3. Was sind Zahnbrücken?
Eine Zahnbrücke ist eine festsitzende Zahnersatzlösung, die Zahnlücken schließt, indem sie einen künstlichen Zahn (das sogenannte Brückenglied) zwischen den benachbarten Zähnen befestigt. Diese Nachbarzähne, auch Pfeilerzähne genannt, werden überkront, um das Brückenglied zu stützen. Im Gegensatz zu Implantaten wird dabei keine künstliche Zahnwurzel eingesetzt.

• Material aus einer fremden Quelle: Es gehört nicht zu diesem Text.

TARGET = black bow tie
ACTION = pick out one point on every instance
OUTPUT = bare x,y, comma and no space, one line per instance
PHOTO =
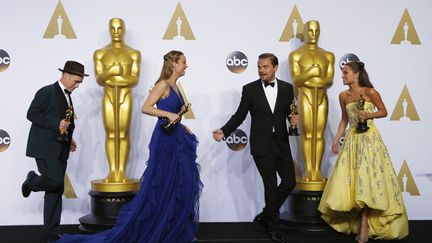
267,84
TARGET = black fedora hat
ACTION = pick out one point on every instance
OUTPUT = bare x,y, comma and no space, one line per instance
75,68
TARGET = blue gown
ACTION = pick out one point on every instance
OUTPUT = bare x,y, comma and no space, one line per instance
166,207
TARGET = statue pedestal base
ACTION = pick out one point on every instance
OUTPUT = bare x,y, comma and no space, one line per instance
303,216
106,201
105,207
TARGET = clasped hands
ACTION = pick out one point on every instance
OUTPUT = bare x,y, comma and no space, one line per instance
63,126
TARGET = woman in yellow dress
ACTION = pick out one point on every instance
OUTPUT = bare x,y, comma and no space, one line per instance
362,195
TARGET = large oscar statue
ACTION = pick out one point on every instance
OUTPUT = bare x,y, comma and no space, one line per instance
312,71
117,71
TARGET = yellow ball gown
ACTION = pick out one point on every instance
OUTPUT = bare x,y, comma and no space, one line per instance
364,177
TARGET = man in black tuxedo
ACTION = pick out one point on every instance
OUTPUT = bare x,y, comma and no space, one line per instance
45,143
268,100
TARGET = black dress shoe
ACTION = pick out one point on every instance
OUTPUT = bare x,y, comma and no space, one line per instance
277,237
25,190
54,237
262,220
259,218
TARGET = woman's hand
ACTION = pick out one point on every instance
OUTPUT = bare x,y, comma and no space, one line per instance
187,129
173,117
335,146
363,115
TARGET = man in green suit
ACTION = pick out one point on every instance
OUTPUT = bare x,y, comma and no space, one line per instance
50,141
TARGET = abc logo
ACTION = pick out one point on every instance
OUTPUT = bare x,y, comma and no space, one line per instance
236,62
237,140
4,60
4,140
349,57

Der gesamte Behandlungsprozess ist in der Regel recht zügig abgeschlossen. Meist sind nur zwei bis drei Termine innerhalb von zwei bis drei Wochen nötig. Zunächst werden die Nachbarzähne beschliffen, um Platz für die Kronen zu schaffen. Danach wird ein Abdruck genommen, der als Grundlage für die Herstellung der Brücke im Labor dient. Abschließend wird die Brücke fest eingesetzt. Zahnbrücken sind besonders geeignet, wenn ein bis vier Zähne fehlen und die Nachbarzähne stark genug sind, um die zusätzliche Belastung zu tragen.

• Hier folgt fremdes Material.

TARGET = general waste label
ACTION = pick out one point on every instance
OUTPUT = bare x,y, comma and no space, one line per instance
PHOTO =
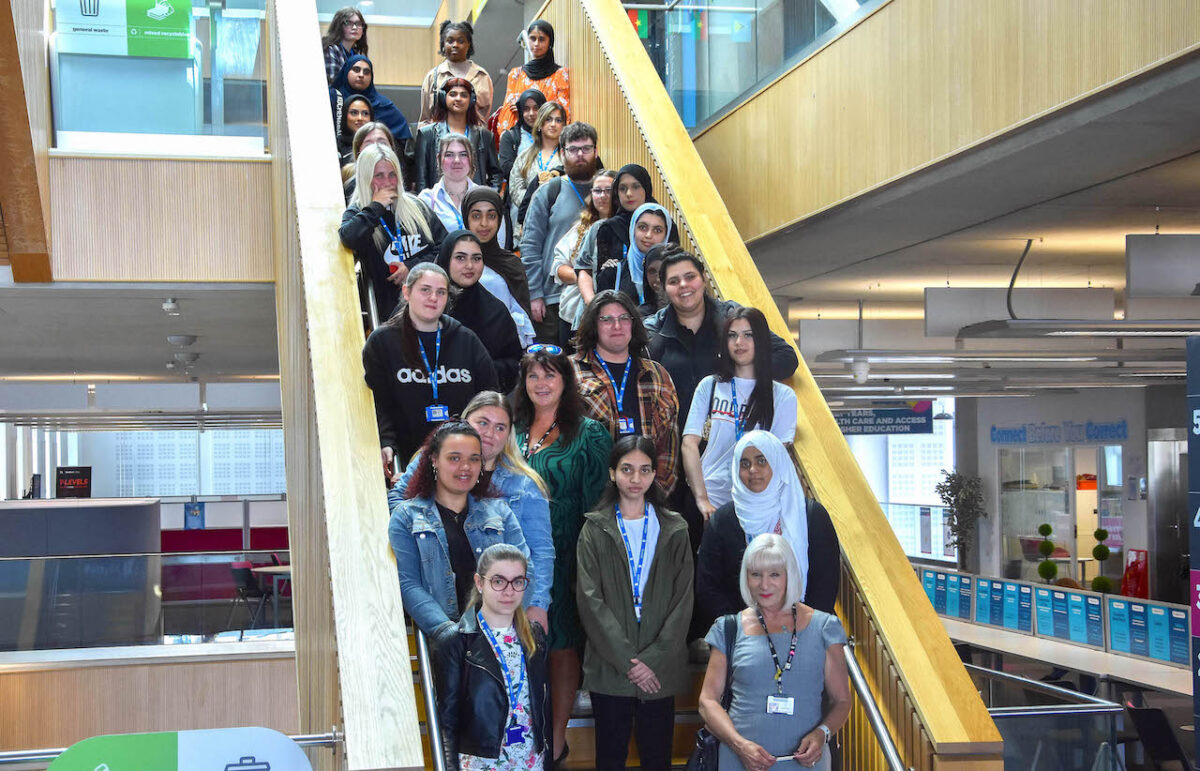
222,749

Ein Nachteil ist, dass die Pfeilerzähne dafür abgeschliffen werden müssen. Außerdem kann die fehlende Zahnwurzel langfristig zu Knochenrückgang im Bereich der Lücke führen. Die Pflege einer Brücke erfordert zusätzliche Aufmerksamkeit, zum Beispiel mit Zahnseide-Einfädlern oder Interdentalbürsten, um den Bereich unter dem Brückenglied sauber zu halten.

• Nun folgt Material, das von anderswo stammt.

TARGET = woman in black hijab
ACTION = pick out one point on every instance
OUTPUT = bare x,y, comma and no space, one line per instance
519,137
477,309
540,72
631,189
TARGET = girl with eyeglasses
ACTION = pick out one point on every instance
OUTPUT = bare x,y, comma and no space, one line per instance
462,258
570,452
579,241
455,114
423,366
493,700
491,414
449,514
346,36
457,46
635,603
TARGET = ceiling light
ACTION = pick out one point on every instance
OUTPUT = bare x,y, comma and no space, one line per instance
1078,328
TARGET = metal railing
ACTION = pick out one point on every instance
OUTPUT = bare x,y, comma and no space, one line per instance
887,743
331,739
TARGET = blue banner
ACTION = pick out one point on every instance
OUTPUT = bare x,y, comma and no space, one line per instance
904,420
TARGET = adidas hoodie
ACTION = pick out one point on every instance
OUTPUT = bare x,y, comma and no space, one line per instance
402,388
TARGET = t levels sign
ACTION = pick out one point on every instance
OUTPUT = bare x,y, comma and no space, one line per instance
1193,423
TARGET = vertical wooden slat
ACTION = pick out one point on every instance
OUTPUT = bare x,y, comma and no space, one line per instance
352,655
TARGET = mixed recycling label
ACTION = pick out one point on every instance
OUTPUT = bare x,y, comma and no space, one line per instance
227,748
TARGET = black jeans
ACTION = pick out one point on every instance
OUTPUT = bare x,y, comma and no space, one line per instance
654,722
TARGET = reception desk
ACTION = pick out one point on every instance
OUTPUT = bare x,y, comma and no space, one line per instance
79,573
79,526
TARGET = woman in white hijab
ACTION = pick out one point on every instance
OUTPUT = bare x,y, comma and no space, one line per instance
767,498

Im nächsten Abschnitt sehen wir uns die Kosten und Vorteile von Zahnbrücken genauer an.
Was Brücken in Deutschland kosten
Die Kosten für Zahnbrücken können stark variieren, abhängig von Material und Anzahl der zu ersetzenden Zähne. In Deutschland liegen die Preise typischerweise zwischen 500 € und 4.000 €. Eine dreigliedrige Brücke aus Keramik kostet etwa 1.900 € bis 2.500 €, während eine Variante aus Gold zwischen 2.300 € und 2.700 € liegt. Die günstigste Option ist eine Vollmetallbrücke aus Nichtedelmetall, die als Regelversorgung etwa 800 € kostet.
Die gesetzliche Krankenkasse übernimmt bei einer Vollmetallbrücke rund 480 €, sodass ein Eigenanteil von ungefähr 320 € bleibt. Entscheidet man sich für hochwertigere Materialien wie Keramik, bleibt der Kassenzuschuss gleich, aber der Eigenanteil kann auf bis zu 1.400 € steigen.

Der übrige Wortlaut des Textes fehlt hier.